Around this time last year, Beijing kicked off a campaign cracking down on involution – excessive, self-destructive rivalry. That included demanding companies pay suppliers within 60 days and calling for an end to deep discounts.

They can claim a few victories. Take the country’s largest electric-car maker, BYD. The $119 billion company’s days payable outstanding – an accounting measure that approximates how long it takes to pay vendors – clocked in at around 115 days last year, down from 142 in 2024, per analyst estimates gathered by Visible Alpha. Between December 2025 and March 2026, total debt more than quadrupled, which suggests it is now borrowing the necessary money rather than pushing back payments. Other carmakers including Geely Automobile 0175.HK, Xpeng and Seres 601127.SS are also paying suppliers sooner, the data suggest.

Overly aggressive incentives have been harder to kill off. But the average discount has narrowed 25% this year, per the China Passenger Car Association, as the government banned carmakers from selling new vehicles below cost. Average selling prices for six leading brands are forecast to rise this year, Visible Alpha shows.

But the biggest problem persists. Measures so far are insufficient to drive all but the smallest players towards consolidation, per Morningstar analyst Vincent Sun. That leaves massive oversupply, forcing manufacturers to extreme lengths to sell cars and protect margins.

With price cuts and creative supply chain financing off the table, the most obvious tactic is targeting exports, which grew 80% in April. These accounted for nearly half of BYD's sales so far this year; Stellantis STLAM.MI partner Leapmotor 9863.HK more than quintupled its overseas shipments. Others, like Xiaomi 1810.HK, are preparing to sell outside China for the first time.

Another strategy is a race to the top, rather than last year’s race to the bottom. Last week BYD launched a new version of a flagship premium Denza SUV featuring more than 100 upgrades and a starting price 5% higher than its predecessor. A day later rival Xpeng introduced the high-end GX, part of a push upmarket. Larger cars crammed with cutting-edge tech attract attention and help justify higher prices. They are also hunting for ways to burnish their brands: BYD is exploring an entry into Formula One, the Financial Times reported.
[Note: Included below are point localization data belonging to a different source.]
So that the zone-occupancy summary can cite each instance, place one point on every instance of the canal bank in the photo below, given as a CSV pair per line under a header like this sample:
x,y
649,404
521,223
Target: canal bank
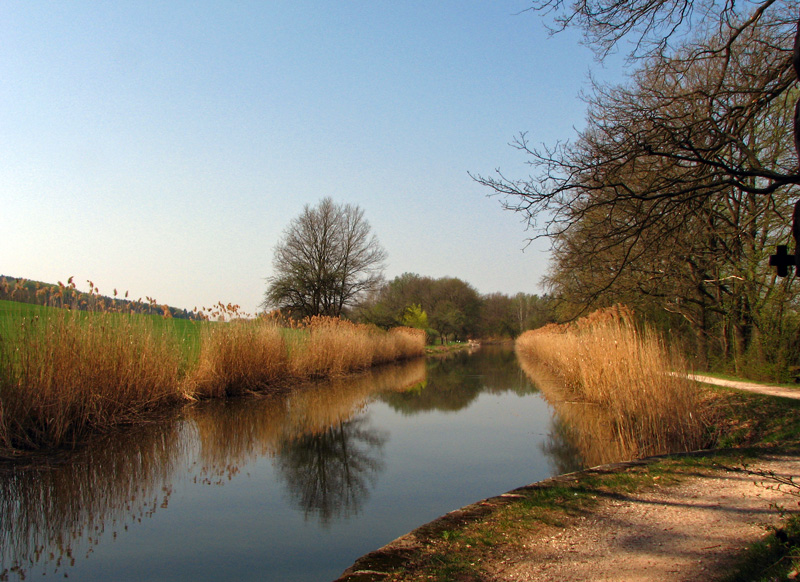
x,y
678,517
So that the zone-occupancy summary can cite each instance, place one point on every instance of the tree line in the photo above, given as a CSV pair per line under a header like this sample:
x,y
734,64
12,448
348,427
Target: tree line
x,y
328,263
682,183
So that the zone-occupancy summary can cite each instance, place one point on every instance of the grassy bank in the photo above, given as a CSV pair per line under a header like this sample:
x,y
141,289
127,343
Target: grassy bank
x,y
65,374
644,403
471,542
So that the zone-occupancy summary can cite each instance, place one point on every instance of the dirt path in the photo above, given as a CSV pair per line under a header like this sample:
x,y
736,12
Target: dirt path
x,y
693,530
749,386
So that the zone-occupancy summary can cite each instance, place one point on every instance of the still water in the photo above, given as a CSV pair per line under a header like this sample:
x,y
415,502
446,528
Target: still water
x,y
294,487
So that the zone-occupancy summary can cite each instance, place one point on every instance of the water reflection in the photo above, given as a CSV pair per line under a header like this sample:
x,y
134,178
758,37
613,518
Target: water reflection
x,y
329,474
581,435
454,383
54,511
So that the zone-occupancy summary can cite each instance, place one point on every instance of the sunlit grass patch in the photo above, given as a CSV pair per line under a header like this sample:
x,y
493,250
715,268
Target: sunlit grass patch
x,y
65,373
648,406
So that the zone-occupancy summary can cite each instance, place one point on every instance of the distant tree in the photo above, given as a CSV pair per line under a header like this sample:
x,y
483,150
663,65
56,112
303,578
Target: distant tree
x,y
416,317
497,316
325,262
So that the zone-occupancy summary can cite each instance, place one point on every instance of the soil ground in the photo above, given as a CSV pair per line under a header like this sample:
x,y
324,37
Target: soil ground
x,y
692,529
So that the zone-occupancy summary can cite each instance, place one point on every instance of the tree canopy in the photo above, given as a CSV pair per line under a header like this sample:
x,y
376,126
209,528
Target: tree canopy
x,y
681,184
326,260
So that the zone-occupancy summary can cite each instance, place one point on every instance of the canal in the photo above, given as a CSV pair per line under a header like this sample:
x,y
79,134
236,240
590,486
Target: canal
x,y
291,487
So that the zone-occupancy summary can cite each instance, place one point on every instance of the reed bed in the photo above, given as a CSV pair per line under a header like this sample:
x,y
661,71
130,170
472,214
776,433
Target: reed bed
x,y
66,373
639,385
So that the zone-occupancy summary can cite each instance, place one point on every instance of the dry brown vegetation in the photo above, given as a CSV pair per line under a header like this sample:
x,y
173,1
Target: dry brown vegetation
x,y
645,404
64,374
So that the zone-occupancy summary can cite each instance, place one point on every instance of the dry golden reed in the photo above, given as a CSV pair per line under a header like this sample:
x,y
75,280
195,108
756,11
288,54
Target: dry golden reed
x,y
64,373
648,404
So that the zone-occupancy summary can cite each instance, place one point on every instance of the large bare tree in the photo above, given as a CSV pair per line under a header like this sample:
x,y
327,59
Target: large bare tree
x,y
326,260
682,182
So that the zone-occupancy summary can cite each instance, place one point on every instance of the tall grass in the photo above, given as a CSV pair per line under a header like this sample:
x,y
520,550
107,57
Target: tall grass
x,y
246,356
627,370
65,374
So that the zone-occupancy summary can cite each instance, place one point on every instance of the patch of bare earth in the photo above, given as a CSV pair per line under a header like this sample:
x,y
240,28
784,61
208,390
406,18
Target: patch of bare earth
x,y
694,530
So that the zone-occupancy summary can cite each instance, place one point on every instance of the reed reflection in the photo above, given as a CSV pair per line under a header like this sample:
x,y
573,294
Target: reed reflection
x,y
55,511
582,434
329,474
454,383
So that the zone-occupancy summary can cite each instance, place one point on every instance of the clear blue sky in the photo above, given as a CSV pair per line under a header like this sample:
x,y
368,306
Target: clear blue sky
x,y
163,147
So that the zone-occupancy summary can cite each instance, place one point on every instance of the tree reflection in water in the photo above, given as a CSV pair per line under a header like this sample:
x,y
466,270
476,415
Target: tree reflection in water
x,y
329,474
454,383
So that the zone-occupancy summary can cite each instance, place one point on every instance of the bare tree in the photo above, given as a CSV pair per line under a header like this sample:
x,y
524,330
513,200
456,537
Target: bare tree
x,y
325,262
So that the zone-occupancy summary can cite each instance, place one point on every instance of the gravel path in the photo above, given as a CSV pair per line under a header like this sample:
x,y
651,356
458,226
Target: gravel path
x,y
749,386
692,531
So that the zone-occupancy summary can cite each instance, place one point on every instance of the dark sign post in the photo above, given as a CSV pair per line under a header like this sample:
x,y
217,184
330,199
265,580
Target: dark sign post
x,y
782,260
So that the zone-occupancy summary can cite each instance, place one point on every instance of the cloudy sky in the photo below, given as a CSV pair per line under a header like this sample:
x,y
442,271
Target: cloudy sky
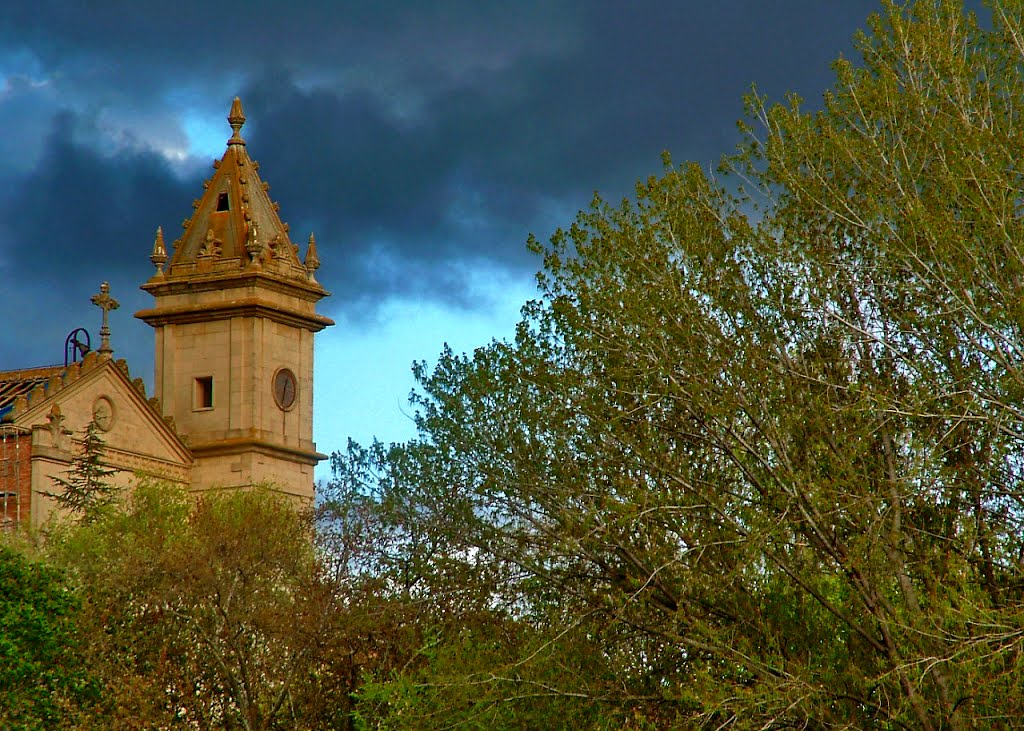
x,y
422,141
The art of war may look different now, but Chinese carmakers remain locked in battle.

Follow Katrina Hamlin on Bluesky and LinkedIn.

CONTEXT NEWS

June 1 will mark one year since the introduction of new rules requiring Chinese carmakers to settle most payments with suppliers within 60 days.

In May last year, the country’s Ministry of Industry and Information Technology and trade group China Association of Automobile Manufacturers warned automakers about the potential negative impacts of price wars.

The moves were part of a broader campaign against the industry’s “involution” – a term referring to excessive, self-destructive competition.